Yihan Machado

Course: Diversity in the U.S., SOC 215
Professor: Dr. Roxanna Harlow
Assignment Title: Social Inequality Under China’s Hukou System
Assignment Details
My project examines social inequality under China’s hukou system, a household registration policy that classifies citizens as either rural or urban at birth. I explored how this administrative system shapes access to education, healthcare, housing, employment, and social services. The central question guiding my project was: How can a state policy that appears to be simple registration paperwork produce long-term structural inequality?
To answer this question, I analyzed academic research, policy discussions, and documentary evidence. I incorporated scholarly articles on urban villages and migration, reports from organizations such as the World Bank and UNICEF, and examples from the BBC documentary China on Four Wheels. I also included a brief comparison to the United States to highlight how different policy structures shape inequality in different ways.

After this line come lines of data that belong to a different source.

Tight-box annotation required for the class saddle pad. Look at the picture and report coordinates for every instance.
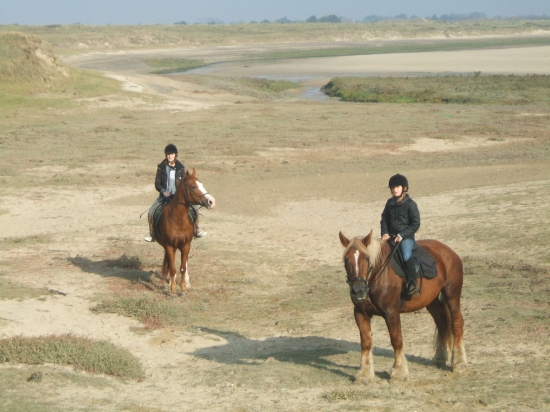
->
[153,202,197,239]
[153,203,164,239]
[390,242,437,279]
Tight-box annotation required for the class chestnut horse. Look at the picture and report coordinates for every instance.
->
[340,230,467,383]
[155,169,216,295]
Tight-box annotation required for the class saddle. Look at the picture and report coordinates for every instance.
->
[390,242,437,279]
[152,200,198,239]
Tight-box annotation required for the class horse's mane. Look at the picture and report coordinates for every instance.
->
[343,236,388,266]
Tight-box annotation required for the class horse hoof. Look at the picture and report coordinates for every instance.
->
[452,363,468,373]
[390,369,409,381]
[355,376,372,385]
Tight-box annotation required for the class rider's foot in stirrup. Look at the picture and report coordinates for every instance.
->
[195,229,206,239]
[407,280,420,296]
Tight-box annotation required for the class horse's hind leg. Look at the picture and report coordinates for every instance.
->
[162,246,176,295]
[426,295,453,365]
[447,297,468,371]
[384,312,409,380]
[180,243,191,292]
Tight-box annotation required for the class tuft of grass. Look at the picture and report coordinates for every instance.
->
[321,75,550,106]
[0,334,144,379]
[0,235,50,250]
[144,58,206,74]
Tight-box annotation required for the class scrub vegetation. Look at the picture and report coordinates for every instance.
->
[0,25,550,411]
[0,19,550,54]
[0,335,143,380]
[321,73,550,106]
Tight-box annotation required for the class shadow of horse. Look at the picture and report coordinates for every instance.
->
[188,328,418,381]
[67,254,154,282]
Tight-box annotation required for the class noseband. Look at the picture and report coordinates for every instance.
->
[346,245,398,301]
[169,179,210,207]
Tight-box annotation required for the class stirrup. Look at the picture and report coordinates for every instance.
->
[195,229,207,239]
[407,281,420,296]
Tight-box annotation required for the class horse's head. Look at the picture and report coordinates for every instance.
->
[340,230,379,302]
[180,168,216,209]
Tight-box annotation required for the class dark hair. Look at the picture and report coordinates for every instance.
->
[388,173,409,189]
[164,143,178,154]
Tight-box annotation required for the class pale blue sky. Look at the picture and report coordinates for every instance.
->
[0,0,550,25]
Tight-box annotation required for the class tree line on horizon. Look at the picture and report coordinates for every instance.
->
[174,12,550,24]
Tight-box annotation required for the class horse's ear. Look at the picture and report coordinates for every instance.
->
[338,231,349,247]
[362,229,372,246]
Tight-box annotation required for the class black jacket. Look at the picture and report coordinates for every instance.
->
[380,195,420,240]
[155,159,185,194]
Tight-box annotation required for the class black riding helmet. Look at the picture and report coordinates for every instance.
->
[388,173,409,189]
[164,143,178,154]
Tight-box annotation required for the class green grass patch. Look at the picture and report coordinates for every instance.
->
[0,335,144,379]
[321,74,550,106]
[92,292,184,328]
[0,235,51,250]
[144,58,206,74]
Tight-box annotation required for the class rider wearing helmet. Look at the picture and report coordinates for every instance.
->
[380,173,420,296]
[145,143,206,242]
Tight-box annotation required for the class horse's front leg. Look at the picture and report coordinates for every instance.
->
[164,246,176,295]
[385,312,409,380]
[180,243,191,292]
[353,306,374,383]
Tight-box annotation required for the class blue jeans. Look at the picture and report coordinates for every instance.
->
[399,239,414,262]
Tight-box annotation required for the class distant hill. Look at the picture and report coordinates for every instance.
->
[0,32,71,92]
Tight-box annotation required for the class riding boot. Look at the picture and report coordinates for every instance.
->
[405,257,420,296]
[144,216,155,242]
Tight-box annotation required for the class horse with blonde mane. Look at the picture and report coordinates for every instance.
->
[155,169,216,295]
[340,230,467,383]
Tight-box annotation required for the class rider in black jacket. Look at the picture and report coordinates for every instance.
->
[380,174,420,296]
[145,144,206,242]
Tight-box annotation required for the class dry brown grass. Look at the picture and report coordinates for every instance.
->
[0,19,549,53]
[0,31,550,410]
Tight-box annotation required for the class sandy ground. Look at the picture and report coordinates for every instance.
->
[191,46,550,77]
[0,37,550,411]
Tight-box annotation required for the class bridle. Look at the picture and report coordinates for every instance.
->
[346,240,398,295]
[167,178,210,208]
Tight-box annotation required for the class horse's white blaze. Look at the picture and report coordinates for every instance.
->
[197,180,216,209]
[353,250,359,277]
[197,180,206,195]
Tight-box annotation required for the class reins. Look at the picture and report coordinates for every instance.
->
[139,179,210,219]
[346,240,398,295]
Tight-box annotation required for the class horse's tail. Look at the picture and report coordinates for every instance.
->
[433,293,453,359]
[162,253,170,278]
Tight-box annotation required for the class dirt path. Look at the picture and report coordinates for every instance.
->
[0,37,550,412]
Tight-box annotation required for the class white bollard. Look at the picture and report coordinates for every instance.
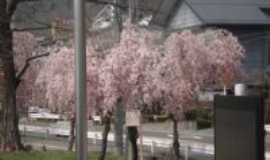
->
[93,133,98,144]
[185,146,190,160]
[23,125,26,136]
[150,141,156,155]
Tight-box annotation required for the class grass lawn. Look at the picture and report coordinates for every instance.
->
[0,151,121,160]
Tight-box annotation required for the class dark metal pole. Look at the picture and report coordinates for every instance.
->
[74,0,88,160]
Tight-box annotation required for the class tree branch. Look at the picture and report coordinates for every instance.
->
[15,52,50,89]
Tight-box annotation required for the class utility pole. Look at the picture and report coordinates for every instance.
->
[74,0,88,160]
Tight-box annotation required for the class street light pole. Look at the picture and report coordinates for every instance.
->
[74,0,88,160]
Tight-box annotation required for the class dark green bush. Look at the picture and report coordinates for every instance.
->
[184,107,213,129]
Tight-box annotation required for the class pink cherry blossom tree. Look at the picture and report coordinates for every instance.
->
[156,30,246,159]
[36,40,113,156]
[102,23,161,157]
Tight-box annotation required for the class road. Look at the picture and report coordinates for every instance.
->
[20,123,270,159]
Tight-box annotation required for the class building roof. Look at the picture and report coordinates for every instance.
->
[148,0,270,27]
[185,0,270,25]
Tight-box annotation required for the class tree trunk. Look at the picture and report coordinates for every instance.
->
[127,127,138,160]
[99,115,111,160]
[171,116,181,160]
[0,9,24,150]
[68,115,75,151]
[114,100,125,155]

Rather than presenting the information in a traditional paper format, I created a scripted video project. The video combined narration, visual imagery, infographics, and film clips to explain how hukou contributes to stratification and intergenerational inequality. By blending research with storytelling, I aimed to make complex sociological concepts accessible while still maintaining academic depth.
Application
This project connects to my personal life because the hukou system is something my biological parents experienced directly. Studying it academically helped me better understand the structural forces that shaped their opportunities, mobility, and daily lives. Rather than seeing their experiences as individual struggles, I now recognize them as part of a broader system of state policy, stratification, and institutional inequality. This perspective made the topic both personally meaningful and intellectually significant.
The project also connects to my long-term goals. By presenting the assignment in a video format, I was able to practice scripting, research integration, visual design, and editing. Transforming academic research into an engaging and accessible narrative required careful organization, clarity, and awareness of my audience. These skills directly support my goal of building an online presence that helps people laugh, learn, and connect, especially through YouTube. Overall, this assignment strengthened both my sociological understanding and my ability to communicate complex ideas through meaningful storytelling.
Results/Conclusions
Through this project, I learned that inequality is not shaped only by income or individual effort, but also by formal administrative systems that structure opportunity. The hukou system may appear to be simple registration paperwork, yet it operates as a powerful legal framework that determines access to education, healthcare, housing, and employment. This helped me understand how state policy can directly influence life chances in lasting ways.
The conclusion I reached is that hukou reproduces inequality across generations by tying full social benefits to birthplace. Migrant workers can participate in urban economies and contribute to growth, but without local hukou status, they often lack equal access to public services and long-term security. Although migrant communities develop informal strategies to adapt, those efforts exist within structural limits that are difficult to overcome. Overall, this project showed me how deeply institutional rules can shape opportunity and maintain inequality over time.
Challenges and Successes
One of the biggest challenges I faced was balancing academic rigor with an engaging video format. Since I chose to present the project as a scripted video instead of a traditional paper, I had to explain complex sociological concepts clearly without oversimplifying them.
As for the challenge I am most proud of overcoming, it was combining research, visuals, and narration into one cohesive final product. Bringing everything together pushed me to think critically about both content and presentation.
It reminded me that growth often comes from stepping outside our comfort zones, and that each challenge we overcome shapes us in ways that extend beyond a single assignment.